What changed: distribution access tightened, retail shelf space stopped growing, consumer preferences shifted toward seltzer and non-alc, and the strategic buyers (ABInBev's High End, Heineken, Constellation) became much more disciplined after absorbing major losses on prior acquisitions. Today's craft beer buyers want differentiated brands with regional pricing power, sustainable distribution, and production capacity that doesn't require a major capex catch-up.
Soft Drinks, Juice, and Co-Pack Manufacturing (6-10x EBITDA)
Non-alcoholic beverage manufacturing, sodas, juices, ready-to-drink teas, functional beverages, and contract co-packing, typically trades at 6-10x EBITDA. The lower end applies to commodity co-packers without proprietary brands; the upper end applies to branded businesses with strong distribution, growing categories (functional beverages, premium hydration, low-sugar), and capacity to scale.
Coca-Cola Bottling (COKE), the public comp for bottling and distribution, trades at 8-11x EBITDA. Strategic acquirers, Coca-Cola, Pepsi, Keurig Dr Pepper, and international players like Suntory, pay premium multiples for brands that fit their distribution gaps. Functional beverages (electrolyte, energy, nootropic categories) have been the most active sub-segment in recent years.
Brand Equity and Distribution Are Everything
More than in most manufacturing categories, beverage valuation is driven by intangibles. Brand equity (measured in unprompted awareness, repeat purchase, and pricing power) and distribution rights (which states/chains you're in, on what terms) determine whether a beverage business is a strategic asset or a commodity producer. Two beverage companies with identical EBITDA can trade at a 3x multiple gap based purely on brand and distribution profile.

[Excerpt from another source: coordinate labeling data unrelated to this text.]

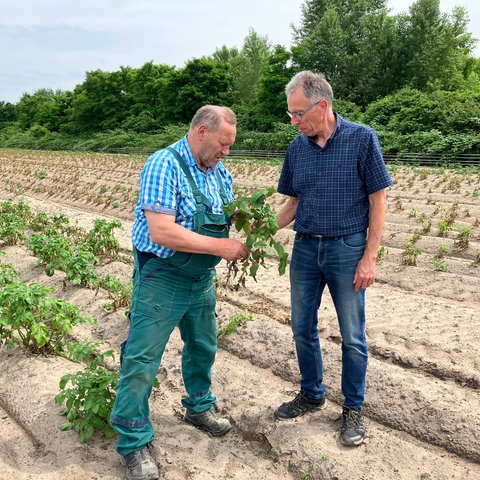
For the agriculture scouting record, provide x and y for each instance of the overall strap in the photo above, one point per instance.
(200, 198)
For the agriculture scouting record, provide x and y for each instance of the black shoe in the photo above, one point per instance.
(140, 465)
(298, 406)
(353, 428)
(208, 421)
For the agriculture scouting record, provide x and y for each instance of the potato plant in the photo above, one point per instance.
(87, 398)
(30, 317)
(254, 216)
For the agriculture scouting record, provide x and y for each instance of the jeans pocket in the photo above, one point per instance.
(355, 240)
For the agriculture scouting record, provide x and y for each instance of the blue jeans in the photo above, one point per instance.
(317, 263)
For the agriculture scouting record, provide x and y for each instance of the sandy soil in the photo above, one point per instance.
(423, 400)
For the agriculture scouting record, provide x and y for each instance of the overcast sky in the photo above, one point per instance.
(53, 43)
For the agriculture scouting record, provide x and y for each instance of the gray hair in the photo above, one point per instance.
(212, 116)
(315, 86)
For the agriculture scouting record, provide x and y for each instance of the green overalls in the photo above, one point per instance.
(169, 292)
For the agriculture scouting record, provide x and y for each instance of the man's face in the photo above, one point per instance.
(216, 145)
(305, 115)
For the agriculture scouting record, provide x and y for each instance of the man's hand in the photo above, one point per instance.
(231, 249)
(364, 274)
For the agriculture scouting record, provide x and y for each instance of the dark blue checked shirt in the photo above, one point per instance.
(333, 182)
(164, 188)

Distribution agreements deserve particular attention. Beer and spirits both run through three-tier distribution (producer → distributor → retailer), and the distributor relationships are heavily regulated and often exclusive by territory. A brand with strong distributor partners in priority states (California, Texas, Florida, New York) is worth meaningfully more than the same brand with weak or piecemeal distribution.
Recent M&A and PE Activity
Strategic buyers dominate the upper end: Constellation, Diageo, Brown-Forman, Pernod Ricard, Suntory, Coca-Cola, Pepsi, and Keurig Dr Pepper all run active corporate development functions targeting beverage assets. On the sponsor side, Triton Pacific, Encore Consumer Capital, L Catterton, and a number of consumer-focused middle-market firms are running active beverage platforms. Castle Brands historically did substantial roll-up activity in craft spirits.

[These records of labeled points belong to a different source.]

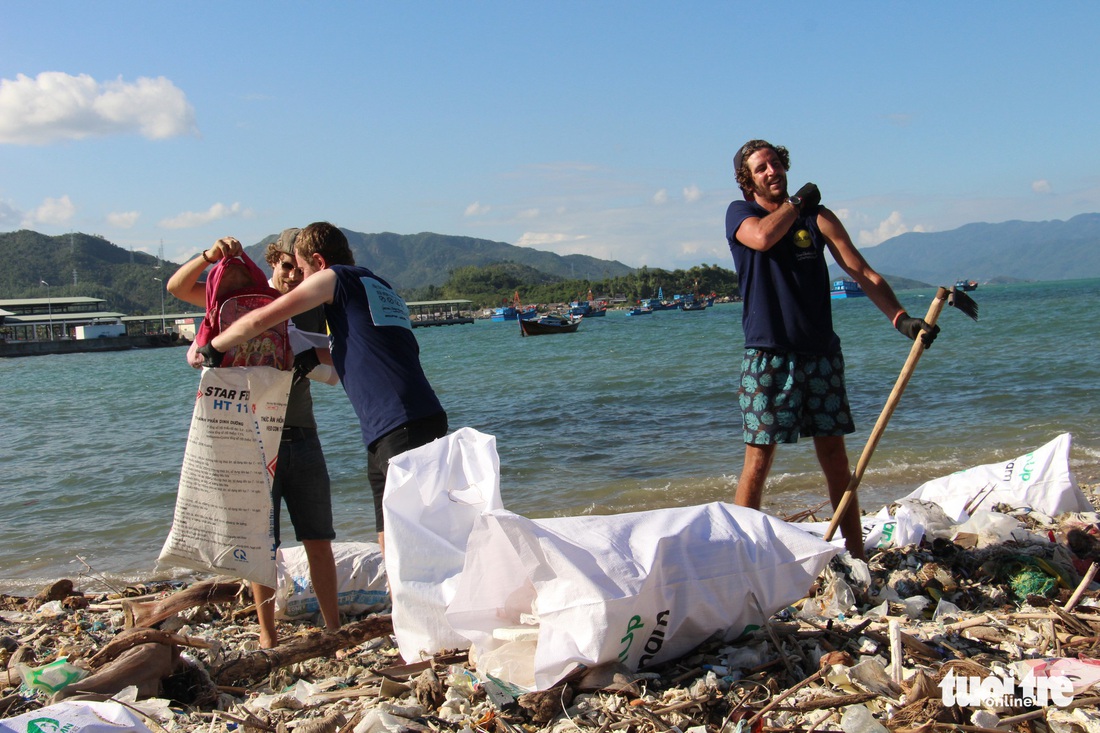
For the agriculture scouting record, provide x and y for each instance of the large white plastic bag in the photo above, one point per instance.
(639, 588)
(433, 494)
(77, 717)
(1041, 480)
(223, 514)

What Decreases Beverage Manufacturer Value
Distributor concentration or weak distribution is the top issue. A brand that's overly dependent on one distributor, or that has churned through multiple distributor relationships, trades at a meaningful discount.
Capacity mismatch cuts both ways. A brand outgrowing its production capacity faces capex risk; a brand significantly under-utilizing its plant burns fixed costs and shows poor margins. Buyers want capacity that fits the brand trajectory without major capital catch-up.
Category headwinds matter. Mainstream craft beer, sugary sodas, and dairy beverages all face structural demand challenges that show up directly in trading multiples. Conversely, non-alc, functional, and premium spirits categories enjoy tailwinds that lift comparable multiples.